The idea is not that different from what we mean by "a gleam in your father's eye". God contemplates Himself and the Son is that image. Unlike our imaginations, which remain safely in our minds without some sort of effort, God's understanding of Himself is made manifest. The Son existed before He was incarnated as Jesus because God has always been delighting in Himself. Edwards argues that a duplicity is necessary for God to be the object of His own delight.
The Spirit perfects action
Finally, the Spirit is the manifestation of God's own affection for Himself. Now it must be admitted that this is certainly a strange Person. But Edwards argues that this is exactly the sort of Person we see in the Bible. He concludes from 1 John 4:8, which states that God is love, that the embodiment of the love between the Father and the Son is the Spirit. We note, in passing, that Edwards affirms the filioque because the love, delight, honor, glory, and so on between the First and Second Persons is mutual.
According to Edwards, these are not feelings, but actions. The interaction between Father and Son is also perfect, so like God's understanding of Himself, it too is manifest as the Third Person. The essay notes that Paul passes on grace, peace, and mercy from the Father and Son, but never the Spirit. In addition, the Father and Son express their affection for each other, but never for the Spirit. One solution to these puzzles is to conclude that the Spirit is God's love.
Perichoresis
In order to explain why at least two Persons must exist, Edwards notes the (then) common notion that "God is infinitely happy in the enjoyment of Himself". From that idea, he deduces:
However, if God beholds Himself so as thence to have delight and joy in Himself He must become his own object. There must be a duplicity. There is God and the idea of God.

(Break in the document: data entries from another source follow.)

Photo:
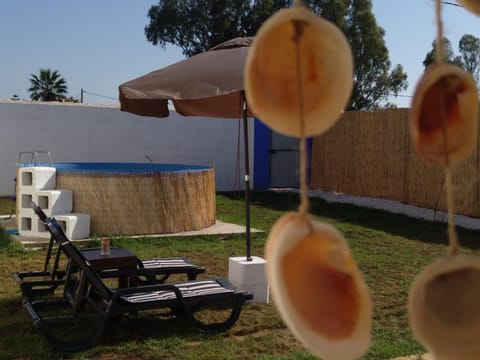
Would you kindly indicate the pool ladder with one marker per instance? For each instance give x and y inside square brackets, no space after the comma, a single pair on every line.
[35,157]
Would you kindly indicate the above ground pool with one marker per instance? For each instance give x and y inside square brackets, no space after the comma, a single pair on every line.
[139,198]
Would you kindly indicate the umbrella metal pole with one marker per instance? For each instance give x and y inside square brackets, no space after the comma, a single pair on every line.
[247,175]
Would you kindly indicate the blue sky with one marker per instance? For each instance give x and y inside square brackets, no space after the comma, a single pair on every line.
[99,44]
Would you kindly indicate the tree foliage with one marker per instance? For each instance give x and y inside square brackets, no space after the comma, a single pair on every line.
[468,58]
[197,25]
[47,86]
[448,53]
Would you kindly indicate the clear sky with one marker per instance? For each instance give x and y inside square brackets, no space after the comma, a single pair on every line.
[99,44]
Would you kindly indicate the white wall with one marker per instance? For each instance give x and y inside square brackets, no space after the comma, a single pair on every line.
[87,133]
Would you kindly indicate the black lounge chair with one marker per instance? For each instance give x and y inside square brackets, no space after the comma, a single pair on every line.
[41,283]
[44,282]
[76,321]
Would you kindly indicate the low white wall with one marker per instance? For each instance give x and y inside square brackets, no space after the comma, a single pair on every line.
[88,133]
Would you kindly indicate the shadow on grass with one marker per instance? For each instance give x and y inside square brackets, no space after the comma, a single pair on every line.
[395,224]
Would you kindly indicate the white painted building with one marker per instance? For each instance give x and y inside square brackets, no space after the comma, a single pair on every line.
[89,133]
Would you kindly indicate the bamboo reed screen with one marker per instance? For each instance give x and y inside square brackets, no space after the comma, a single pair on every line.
[153,203]
[370,153]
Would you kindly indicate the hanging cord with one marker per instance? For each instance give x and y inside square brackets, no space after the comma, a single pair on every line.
[452,235]
[304,200]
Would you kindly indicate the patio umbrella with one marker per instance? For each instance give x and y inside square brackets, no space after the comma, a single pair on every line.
[207,84]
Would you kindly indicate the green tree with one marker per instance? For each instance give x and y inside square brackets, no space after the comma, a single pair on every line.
[468,59]
[197,25]
[469,48]
[47,86]
[448,53]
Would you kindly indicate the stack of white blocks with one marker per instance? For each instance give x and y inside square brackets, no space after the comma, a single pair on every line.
[38,184]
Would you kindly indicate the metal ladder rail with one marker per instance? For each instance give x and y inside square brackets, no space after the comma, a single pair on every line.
[34,157]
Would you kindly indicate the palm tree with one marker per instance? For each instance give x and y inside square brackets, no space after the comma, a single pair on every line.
[49,86]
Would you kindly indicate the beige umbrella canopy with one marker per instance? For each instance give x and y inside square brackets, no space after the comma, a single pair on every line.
[208,84]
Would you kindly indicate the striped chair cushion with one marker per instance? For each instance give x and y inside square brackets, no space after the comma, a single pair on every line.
[188,289]
[166,263]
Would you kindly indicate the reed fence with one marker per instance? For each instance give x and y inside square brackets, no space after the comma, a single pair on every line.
[370,153]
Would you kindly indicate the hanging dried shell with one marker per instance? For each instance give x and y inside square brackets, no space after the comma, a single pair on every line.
[472,5]
[294,45]
[444,115]
[444,308]
[317,287]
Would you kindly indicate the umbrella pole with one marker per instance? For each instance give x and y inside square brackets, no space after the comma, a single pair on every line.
[247,175]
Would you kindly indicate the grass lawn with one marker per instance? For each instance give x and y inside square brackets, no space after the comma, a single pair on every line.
[390,250]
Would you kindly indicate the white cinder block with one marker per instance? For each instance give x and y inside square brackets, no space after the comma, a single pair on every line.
[54,202]
[25,225]
[24,201]
[75,225]
[29,225]
[37,178]
[249,276]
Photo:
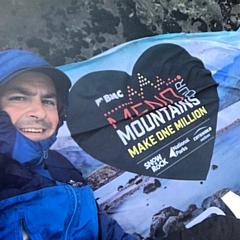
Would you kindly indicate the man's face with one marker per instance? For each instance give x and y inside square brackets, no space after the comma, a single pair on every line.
[30,99]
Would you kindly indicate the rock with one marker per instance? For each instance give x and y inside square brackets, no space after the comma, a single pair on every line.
[151,185]
[164,222]
[69,31]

The argument is philosophical, by the way, not grammatical, as it marries the ontological argument with the conception of God's self-enjoyment. Edwards was not the first to extrapolate that the Spirit is the action of love between the Father and the Son:
If, as is properly understood, the Father is he who kisses, the Son he who is kissed, then it cannot be wrong to see in the kiss the Holy Spirit, for he is the imperturbable peace of the Father and the Son, their unshakable bond, their undivided love, their indivisible unity.—St. Bernard of Clairvaux, in Sermon 8, Sermons on the Song of Songs
Of course, these are mere illustrations of the intimacy (perichoresis) that the members of the Trinity enjoy. Going back to Paul himself, Christians have wrestled with this great mystery.
Conclusion
Jonathan Edwards was the first to point out that he did not propose to make the mystery of the Trinity unmysterious. The degree you accept that ideas perfected become "real" is the degree you are likely to accept this formulation. However, it does insist on exactly three Persons since it requires God to be object, subject, and verb of the sentence: God delights in Himself.